Stukała dalej, wciąż marszcząc brwi.

– Cholera – przerwała i spojrzała na Wyatta. – Nic nie widzę. A mimo to… Tam musi coś być, listopad, dwadzieścia dwa lata temu, Vero umiera, Nicky znika, ucieka też chyba młody chłopak, Thomas. To musiało wpłynąć na działanie domu dla lalek. To musiało wywołać jakąś reakcję ze strony madame Sade.

Wyatt wzruszył ramionami.

– Szukaj. Listopad, dwadzieścia dwa lata temu, stary wiktoriański dom. Ki diabeł. Musiało być jakieś zgłoszenie, może o ucieczce?

Tessa znowu wzięła się za stukanie w klawiaturę.

– Ożeż… No nie. Chyba jakiś żart!

– Co? – Wyatt zerwał się z krzesła i pochylił nad jej ramieniem. Wskazała ekran, a on natychmiast zrozumiał. Nagłówek artykułu. Ale nie o zaginionej nastolatce czy martwej dziewczynce.

O pożarze.

Stuletni wiktoriański dom, jedna z ostatnich pięknych letnich rezydencji w okolicy, spłonął do szczętu. W listopadzie. Dwadzieścia dwa lata temu. Z dymiących ruin wyniesiono niezidentyfikowane ciało.
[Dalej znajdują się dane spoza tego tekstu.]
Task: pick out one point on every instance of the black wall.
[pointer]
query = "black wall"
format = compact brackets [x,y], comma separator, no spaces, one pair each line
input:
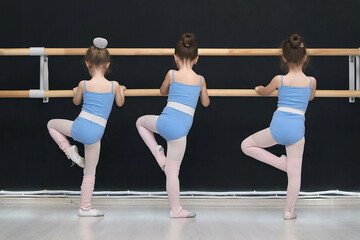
[213,160]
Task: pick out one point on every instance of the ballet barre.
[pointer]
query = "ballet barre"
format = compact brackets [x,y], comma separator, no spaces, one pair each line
[156,93]
[37,51]
[353,55]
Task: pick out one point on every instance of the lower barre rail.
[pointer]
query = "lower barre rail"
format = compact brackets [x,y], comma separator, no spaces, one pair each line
[156,93]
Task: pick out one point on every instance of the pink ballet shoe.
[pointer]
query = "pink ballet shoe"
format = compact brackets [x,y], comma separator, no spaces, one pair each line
[92,212]
[183,214]
[289,216]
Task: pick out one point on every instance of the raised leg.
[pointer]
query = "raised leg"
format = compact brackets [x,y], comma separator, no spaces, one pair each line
[254,145]
[146,126]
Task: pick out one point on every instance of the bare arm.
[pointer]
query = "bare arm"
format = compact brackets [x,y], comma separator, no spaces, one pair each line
[119,94]
[164,89]
[313,88]
[78,92]
[272,86]
[204,96]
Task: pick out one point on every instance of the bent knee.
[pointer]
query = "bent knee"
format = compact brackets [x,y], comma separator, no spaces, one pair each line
[50,124]
[140,121]
[246,144]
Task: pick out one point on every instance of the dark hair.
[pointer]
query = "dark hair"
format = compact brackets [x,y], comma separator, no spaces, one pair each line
[97,57]
[186,47]
[294,51]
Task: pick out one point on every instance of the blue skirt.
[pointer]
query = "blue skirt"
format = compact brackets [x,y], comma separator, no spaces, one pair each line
[173,124]
[287,128]
[86,132]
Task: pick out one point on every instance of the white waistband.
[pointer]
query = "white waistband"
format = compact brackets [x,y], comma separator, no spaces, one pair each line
[94,118]
[181,107]
[291,110]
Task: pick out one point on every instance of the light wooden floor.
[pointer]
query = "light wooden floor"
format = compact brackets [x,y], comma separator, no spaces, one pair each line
[56,218]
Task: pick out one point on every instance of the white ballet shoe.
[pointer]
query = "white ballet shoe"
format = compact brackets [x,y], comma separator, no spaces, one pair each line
[75,157]
[289,216]
[92,212]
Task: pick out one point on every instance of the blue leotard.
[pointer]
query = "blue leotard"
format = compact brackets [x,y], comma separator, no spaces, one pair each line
[288,128]
[173,124]
[99,104]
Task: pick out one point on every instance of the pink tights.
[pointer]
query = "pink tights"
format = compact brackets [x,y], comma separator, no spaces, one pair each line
[254,145]
[146,126]
[59,129]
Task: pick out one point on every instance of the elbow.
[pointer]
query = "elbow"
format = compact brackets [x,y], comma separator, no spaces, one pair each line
[120,103]
[206,104]
[164,91]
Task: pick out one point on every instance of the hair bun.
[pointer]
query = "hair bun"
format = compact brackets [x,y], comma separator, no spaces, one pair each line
[295,41]
[188,39]
[100,42]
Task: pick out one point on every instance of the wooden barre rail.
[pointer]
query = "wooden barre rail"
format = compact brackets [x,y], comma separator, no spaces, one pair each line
[156,93]
[170,51]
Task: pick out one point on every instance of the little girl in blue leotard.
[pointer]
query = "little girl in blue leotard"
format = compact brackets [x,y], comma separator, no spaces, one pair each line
[287,127]
[184,87]
[88,128]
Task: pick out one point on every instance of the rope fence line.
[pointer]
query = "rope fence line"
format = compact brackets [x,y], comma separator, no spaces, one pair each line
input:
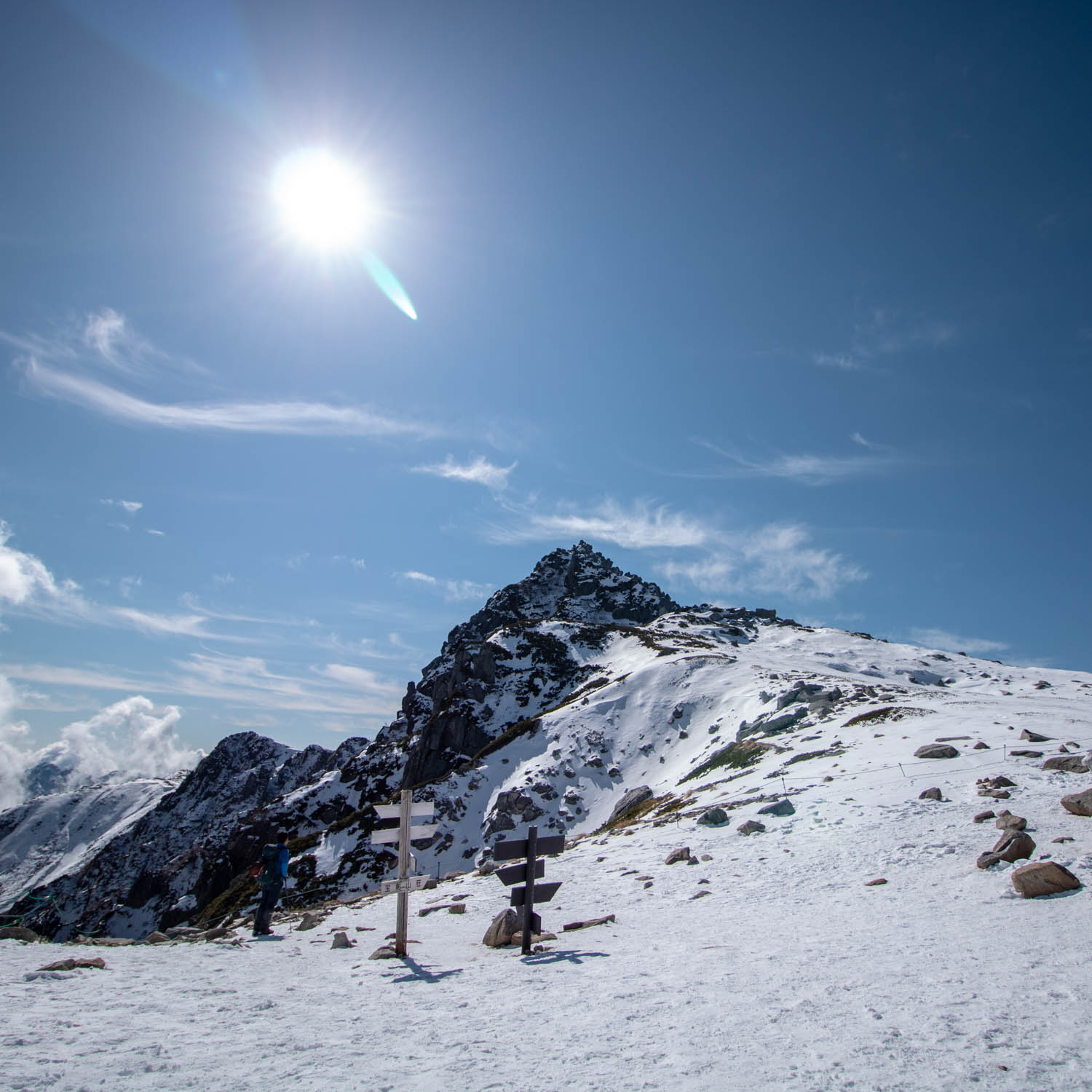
[932,764]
– Dom dla lalek – mruknęła Tessa. – To musi być to.

– Wiesz, co to znaczy, prawda?

– Jedziemy sześćdziesiąt kilometrów na północ.

Wyatt już miał kluczyki w dłoni.

– Oczywiście, ale nie o to mi chodziło. Thomas. Mąż, który dwa dni temu spalił swój własny dom. I najwyraźniej umie obchodzić się z kanistrami z benzyną.

Zrozumiała.

– Na pewno był przed laty w domu dla lalek. To on go spalił. – Tessa się zawahała. – A teraz zabiera tam Nicky z powrotem? Ale jeśli dom spłonął doszczętnie, to co tam jeszcze jest?

– Nie wiem. Mam jednak przeczucie, że dla dobra Nicky byłoby lepiej, gdyby jak najszybciej odzyskała pamięć.